Outgrowing Your In-Memory DB and Scaling with Microservices

March 19, 2021

In a recent post, our Head of Platform & Infrastructure Michael Kralka discussed how Abnormal’s rapid growth has forced us to make our core services horizontally scalable. In-memory datasets that start off small become huge memory consumers before you know it—forcing services to scale up rather than out. In this post, we cover how we moved our final in-memory dataset to its own remote micro-service, and what benefits we reaped in the process.

About the PersonDB

First, a few details about this dataset—PersonDB. PersonDB contains data about our customers’ employees—the users that Abnormal protects. With each email that Abnormal processes, the sender and recipient information is matched against PersonDB, and whether or not there’s a match affects how we score that message.
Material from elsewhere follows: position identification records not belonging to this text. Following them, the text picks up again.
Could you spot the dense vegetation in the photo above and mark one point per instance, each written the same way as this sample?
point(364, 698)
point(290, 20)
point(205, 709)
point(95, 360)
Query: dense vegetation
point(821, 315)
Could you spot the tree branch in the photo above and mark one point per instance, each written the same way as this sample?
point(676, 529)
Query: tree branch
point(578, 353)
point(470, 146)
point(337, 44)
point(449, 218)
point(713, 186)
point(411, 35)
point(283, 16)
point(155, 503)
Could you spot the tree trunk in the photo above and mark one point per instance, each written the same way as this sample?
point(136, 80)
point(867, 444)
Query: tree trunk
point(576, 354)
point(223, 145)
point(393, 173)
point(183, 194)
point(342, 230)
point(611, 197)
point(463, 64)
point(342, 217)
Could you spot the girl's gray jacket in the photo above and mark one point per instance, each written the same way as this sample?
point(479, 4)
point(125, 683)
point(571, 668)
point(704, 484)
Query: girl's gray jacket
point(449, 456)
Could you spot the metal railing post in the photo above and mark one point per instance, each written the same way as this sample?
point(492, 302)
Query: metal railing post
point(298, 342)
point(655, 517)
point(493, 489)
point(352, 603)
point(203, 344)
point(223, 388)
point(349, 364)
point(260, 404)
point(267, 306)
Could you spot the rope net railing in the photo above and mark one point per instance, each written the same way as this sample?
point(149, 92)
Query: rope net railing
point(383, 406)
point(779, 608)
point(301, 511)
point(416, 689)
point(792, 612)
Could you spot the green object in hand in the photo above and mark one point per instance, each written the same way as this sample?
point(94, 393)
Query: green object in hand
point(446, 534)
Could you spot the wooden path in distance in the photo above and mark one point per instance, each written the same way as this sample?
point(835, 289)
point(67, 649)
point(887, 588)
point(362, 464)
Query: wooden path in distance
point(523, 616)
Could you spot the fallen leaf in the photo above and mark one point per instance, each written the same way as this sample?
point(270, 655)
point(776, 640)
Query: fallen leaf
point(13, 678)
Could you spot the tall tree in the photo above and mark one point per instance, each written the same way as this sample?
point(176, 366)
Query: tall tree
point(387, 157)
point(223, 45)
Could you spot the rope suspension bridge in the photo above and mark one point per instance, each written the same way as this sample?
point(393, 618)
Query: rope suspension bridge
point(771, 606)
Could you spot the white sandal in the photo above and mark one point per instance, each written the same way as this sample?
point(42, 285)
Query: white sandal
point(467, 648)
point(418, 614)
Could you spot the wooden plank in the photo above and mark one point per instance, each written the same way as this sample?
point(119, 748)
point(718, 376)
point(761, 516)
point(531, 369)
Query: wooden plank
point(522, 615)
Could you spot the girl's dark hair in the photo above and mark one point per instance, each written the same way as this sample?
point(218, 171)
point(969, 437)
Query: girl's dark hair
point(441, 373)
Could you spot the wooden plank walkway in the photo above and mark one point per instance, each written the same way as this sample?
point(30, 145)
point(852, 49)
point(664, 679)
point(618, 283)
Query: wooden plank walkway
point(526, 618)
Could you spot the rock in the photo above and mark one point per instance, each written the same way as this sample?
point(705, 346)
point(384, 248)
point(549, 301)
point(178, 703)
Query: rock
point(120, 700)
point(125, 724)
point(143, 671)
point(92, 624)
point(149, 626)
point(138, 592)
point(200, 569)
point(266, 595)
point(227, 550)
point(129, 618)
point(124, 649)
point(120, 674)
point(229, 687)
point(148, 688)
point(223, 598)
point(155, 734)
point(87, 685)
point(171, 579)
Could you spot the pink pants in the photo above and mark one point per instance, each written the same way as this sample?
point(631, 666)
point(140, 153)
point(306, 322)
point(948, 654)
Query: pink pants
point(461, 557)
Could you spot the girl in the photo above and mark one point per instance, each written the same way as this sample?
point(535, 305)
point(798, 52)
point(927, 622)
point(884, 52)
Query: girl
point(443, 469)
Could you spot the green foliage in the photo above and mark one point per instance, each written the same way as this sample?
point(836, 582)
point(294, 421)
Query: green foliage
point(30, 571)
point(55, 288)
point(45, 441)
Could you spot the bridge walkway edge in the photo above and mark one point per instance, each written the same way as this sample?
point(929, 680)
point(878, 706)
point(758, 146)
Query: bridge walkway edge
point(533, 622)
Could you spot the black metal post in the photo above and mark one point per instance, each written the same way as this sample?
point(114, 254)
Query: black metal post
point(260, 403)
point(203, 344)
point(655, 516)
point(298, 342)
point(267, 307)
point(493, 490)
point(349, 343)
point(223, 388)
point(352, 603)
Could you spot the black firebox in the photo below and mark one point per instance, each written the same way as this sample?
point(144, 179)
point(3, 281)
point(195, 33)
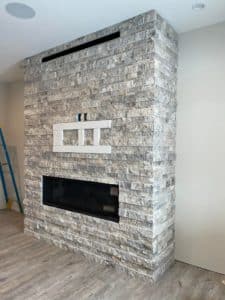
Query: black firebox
point(91, 198)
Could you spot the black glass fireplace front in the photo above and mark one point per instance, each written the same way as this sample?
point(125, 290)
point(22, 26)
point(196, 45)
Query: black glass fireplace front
point(92, 198)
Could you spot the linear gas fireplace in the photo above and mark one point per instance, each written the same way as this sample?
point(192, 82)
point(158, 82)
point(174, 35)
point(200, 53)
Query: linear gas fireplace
point(90, 198)
point(103, 108)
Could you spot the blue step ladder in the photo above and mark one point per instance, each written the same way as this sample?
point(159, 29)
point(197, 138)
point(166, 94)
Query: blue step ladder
point(2, 176)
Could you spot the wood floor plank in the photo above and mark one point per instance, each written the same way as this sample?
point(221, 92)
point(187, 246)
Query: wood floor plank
point(33, 269)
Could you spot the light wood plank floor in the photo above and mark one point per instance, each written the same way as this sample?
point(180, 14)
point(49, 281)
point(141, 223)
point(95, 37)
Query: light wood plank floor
point(32, 269)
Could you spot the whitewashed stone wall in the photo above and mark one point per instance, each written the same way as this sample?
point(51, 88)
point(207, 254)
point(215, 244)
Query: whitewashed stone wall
point(131, 81)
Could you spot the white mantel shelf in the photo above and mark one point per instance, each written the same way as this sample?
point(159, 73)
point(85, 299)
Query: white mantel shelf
point(58, 129)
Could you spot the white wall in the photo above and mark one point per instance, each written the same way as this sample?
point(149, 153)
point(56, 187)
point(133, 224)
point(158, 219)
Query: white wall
point(3, 98)
point(200, 204)
point(12, 116)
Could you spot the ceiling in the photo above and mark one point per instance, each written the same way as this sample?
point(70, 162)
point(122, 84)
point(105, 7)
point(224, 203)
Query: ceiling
point(59, 21)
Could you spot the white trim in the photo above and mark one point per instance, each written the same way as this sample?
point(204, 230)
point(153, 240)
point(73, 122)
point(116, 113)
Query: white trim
point(82, 149)
point(83, 125)
point(58, 129)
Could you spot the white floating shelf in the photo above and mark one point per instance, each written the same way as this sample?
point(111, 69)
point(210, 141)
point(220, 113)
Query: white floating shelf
point(58, 138)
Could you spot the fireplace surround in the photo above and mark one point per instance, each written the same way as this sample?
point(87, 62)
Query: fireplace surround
point(131, 81)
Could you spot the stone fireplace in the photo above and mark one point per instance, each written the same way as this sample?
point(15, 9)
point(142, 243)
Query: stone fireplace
point(125, 75)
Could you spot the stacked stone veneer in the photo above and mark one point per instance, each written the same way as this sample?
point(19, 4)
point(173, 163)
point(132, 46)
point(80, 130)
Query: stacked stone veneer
point(131, 81)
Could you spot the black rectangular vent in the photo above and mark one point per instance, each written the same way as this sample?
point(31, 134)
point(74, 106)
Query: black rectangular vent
point(91, 198)
point(98, 41)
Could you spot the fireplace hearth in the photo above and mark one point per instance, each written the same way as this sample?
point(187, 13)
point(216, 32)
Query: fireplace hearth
point(105, 186)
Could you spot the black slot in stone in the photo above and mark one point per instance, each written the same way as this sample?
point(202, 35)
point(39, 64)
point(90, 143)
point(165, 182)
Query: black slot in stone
point(98, 41)
point(91, 198)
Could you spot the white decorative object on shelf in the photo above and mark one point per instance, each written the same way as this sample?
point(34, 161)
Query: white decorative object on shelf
point(96, 126)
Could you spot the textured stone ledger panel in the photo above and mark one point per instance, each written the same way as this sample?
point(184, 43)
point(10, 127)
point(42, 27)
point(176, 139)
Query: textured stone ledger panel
point(132, 82)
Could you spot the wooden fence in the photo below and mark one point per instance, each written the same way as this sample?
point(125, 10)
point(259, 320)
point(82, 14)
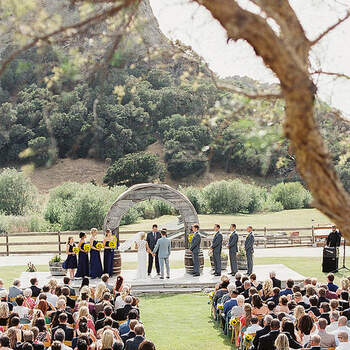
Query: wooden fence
point(54, 242)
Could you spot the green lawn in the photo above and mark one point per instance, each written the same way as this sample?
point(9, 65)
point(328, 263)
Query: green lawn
point(181, 322)
point(282, 219)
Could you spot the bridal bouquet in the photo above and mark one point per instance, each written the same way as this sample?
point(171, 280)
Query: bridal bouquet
point(99, 245)
point(87, 247)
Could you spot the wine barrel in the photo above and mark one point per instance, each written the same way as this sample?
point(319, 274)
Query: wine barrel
point(189, 261)
point(117, 263)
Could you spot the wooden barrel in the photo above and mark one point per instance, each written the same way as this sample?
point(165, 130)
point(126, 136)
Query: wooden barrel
point(117, 263)
point(189, 261)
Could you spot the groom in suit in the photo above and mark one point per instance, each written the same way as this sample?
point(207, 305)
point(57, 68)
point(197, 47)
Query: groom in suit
point(216, 247)
point(232, 248)
point(163, 248)
point(152, 238)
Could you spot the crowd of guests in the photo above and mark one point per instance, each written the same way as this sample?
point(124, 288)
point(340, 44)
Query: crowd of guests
point(56, 317)
point(312, 314)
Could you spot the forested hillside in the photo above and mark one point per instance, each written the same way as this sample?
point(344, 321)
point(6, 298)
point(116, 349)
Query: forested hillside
point(133, 103)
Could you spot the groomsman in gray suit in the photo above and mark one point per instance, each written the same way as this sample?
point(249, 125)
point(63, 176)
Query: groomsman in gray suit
point(195, 246)
point(232, 248)
point(249, 249)
point(216, 247)
point(163, 247)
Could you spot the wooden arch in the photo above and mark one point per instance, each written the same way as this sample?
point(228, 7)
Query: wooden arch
point(141, 192)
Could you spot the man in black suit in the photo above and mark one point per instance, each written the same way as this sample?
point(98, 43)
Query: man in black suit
point(68, 331)
point(34, 287)
point(152, 238)
point(133, 344)
point(195, 247)
point(276, 282)
point(232, 249)
point(264, 331)
point(267, 341)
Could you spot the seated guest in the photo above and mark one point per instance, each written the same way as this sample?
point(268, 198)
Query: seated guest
point(334, 318)
point(131, 334)
point(289, 288)
point(34, 287)
point(327, 339)
point(314, 306)
point(15, 289)
point(315, 342)
point(133, 344)
point(23, 312)
point(254, 326)
point(232, 301)
point(267, 289)
point(343, 341)
point(325, 310)
point(283, 305)
point(263, 331)
point(66, 283)
point(276, 282)
point(68, 331)
point(124, 328)
point(258, 307)
point(331, 286)
point(267, 341)
point(322, 296)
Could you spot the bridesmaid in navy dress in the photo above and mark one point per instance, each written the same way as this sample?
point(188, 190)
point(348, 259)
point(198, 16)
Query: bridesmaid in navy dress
point(71, 261)
point(95, 258)
point(108, 254)
point(83, 259)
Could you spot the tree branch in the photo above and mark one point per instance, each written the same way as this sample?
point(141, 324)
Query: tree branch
point(102, 15)
point(340, 21)
point(338, 75)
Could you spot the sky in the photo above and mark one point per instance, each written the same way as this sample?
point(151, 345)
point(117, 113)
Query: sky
point(194, 26)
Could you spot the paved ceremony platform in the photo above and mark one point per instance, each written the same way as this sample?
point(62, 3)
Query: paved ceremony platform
point(180, 282)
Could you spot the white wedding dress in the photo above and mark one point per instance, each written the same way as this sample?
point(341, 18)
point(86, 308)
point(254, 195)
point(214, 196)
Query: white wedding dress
point(141, 273)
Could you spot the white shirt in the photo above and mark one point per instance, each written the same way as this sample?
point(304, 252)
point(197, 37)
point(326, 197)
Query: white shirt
point(22, 311)
point(252, 329)
point(343, 346)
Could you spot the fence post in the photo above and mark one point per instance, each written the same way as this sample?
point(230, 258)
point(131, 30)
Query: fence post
point(7, 243)
point(59, 242)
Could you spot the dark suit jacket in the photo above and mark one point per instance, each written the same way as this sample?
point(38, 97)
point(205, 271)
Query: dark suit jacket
point(195, 243)
point(259, 334)
point(267, 342)
point(133, 344)
point(151, 240)
point(232, 242)
point(276, 282)
point(68, 331)
point(35, 291)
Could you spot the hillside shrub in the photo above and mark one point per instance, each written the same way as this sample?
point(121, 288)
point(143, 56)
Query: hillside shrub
point(291, 195)
point(17, 194)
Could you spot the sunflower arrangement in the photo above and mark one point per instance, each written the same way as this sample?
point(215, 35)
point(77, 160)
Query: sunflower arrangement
point(87, 247)
point(99, 245)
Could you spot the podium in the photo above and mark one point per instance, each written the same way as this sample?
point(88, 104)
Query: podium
point(330, 259)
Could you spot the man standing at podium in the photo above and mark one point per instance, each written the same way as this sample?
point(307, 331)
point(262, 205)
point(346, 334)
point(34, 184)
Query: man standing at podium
point(334, 238)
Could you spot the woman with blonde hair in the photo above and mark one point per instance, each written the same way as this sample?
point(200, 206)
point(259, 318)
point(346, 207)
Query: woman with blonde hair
point(100, 289)
point(95, 257)
point(4, 314)
point(267, 289)
point(84, 312)
point(281, 342)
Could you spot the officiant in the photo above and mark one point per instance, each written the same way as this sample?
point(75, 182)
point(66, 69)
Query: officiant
point(152, 238)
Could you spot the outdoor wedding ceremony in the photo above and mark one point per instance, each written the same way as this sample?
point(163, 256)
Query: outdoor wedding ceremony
point(174, 175)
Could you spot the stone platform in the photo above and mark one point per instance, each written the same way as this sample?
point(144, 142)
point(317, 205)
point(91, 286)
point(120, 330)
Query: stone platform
point(180, 282)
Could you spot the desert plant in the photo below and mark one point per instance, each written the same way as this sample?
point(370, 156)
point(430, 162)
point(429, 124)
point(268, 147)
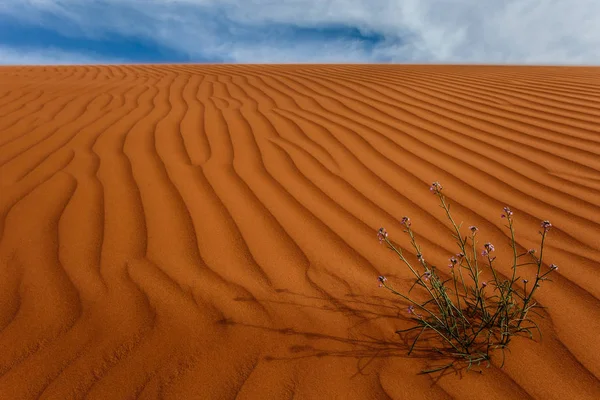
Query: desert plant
point(469, 317)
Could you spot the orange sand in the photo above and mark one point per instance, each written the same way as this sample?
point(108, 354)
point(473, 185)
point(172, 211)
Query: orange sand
point(209, 232)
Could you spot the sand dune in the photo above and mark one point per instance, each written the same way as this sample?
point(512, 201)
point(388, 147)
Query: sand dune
point(184, 231)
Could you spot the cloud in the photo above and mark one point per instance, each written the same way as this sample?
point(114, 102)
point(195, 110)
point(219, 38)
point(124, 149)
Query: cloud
point(49, 56)
point(413, 31)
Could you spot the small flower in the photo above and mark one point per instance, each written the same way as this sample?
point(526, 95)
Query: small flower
point(546, 225)
point(507, 213)
point(435, 188)
point(453, 262)
point(427, 275)
point(381, 234)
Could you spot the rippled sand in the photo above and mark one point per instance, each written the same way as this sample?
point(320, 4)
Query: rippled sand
point(209, 231)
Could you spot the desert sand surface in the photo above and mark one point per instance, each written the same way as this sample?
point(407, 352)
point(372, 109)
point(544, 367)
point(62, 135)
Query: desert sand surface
point(209, 231)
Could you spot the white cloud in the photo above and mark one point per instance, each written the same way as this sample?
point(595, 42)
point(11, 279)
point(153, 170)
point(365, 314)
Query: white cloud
point(48, 56)
point(440, 31)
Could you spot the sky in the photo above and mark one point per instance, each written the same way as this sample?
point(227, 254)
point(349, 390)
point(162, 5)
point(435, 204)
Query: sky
point(563, 32)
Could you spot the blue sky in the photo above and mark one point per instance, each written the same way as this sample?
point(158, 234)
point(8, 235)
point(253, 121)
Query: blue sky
point(300, 31)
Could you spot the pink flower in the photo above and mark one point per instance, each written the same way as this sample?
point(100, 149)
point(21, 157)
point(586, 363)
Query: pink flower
point(546, 225)
point(381, 234)
point(427, 275)
point(507, 213)
point(435, 188)
point(453, 262)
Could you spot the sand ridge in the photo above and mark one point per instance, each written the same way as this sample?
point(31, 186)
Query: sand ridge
point(208, 231)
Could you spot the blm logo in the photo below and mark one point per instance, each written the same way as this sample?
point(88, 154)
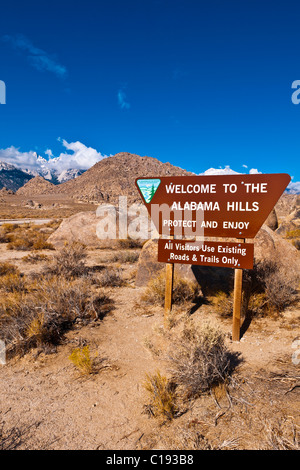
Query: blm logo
point(2, 92)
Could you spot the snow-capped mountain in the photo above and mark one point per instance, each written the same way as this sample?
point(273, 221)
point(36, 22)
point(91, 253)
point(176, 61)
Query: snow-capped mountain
point(219, 171)
point(48, 169)
point(11, 177)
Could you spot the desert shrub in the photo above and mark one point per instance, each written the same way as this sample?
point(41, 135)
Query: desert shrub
point(111, 278)
point(69, 262)
point(12, 282)
point(10, 438)
point(35, 258)
point(293, 233)
point(7, 268)
point(281, 435)
point(278, 282)
point(8, 227)
point(130, 243)
point(162, 395)
point(125, 257)
point(199, 360)
point(223, 303)
point(82, 360)
point(296, 244)
point(183, 290)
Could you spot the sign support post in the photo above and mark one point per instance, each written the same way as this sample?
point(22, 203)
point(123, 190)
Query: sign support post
point(237, 302)
point(169, 286)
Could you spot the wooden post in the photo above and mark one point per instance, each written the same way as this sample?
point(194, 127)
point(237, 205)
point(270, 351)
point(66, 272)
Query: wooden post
point(237, 302)
point(169, 287)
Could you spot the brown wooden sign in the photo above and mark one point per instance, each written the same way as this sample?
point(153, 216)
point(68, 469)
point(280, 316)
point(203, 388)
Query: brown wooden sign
point(232, 206)
point(206, 253)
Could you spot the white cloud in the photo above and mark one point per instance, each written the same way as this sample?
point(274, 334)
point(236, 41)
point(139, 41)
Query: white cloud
point(122, 100)
point(77, 156)
point(38, 58)
point(82, 157)
point(294, 187)
point(228, 171)
point(19, 159)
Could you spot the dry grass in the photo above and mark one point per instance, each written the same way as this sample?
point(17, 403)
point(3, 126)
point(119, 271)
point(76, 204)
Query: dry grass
point(183, 290)
point(8, 268)
point(281, 435)
point(199, 360)
point(42, 316)
point(82, 360)
point(111, 277)
point(69, 262)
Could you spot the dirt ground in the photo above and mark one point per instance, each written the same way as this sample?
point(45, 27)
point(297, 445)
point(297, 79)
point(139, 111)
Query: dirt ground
point(47, 404)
The score is a deciding factor in whether we consider the message a threat to the recipient.

In Abnormal’s early days, PersonDB was generated offline as a modestly-sized CSV, and loaded in-memory into any online systems that need to query it. Some shared libraries would load the CSV into various internal data structures, and make it available for lookups (including fuzzy lookups) to score messages and train future ML models. Since the dataset was manageable in size, memory usage was hardly a problem. As we grew to handle thousands of more mailboxes, our memory consumption grew as well.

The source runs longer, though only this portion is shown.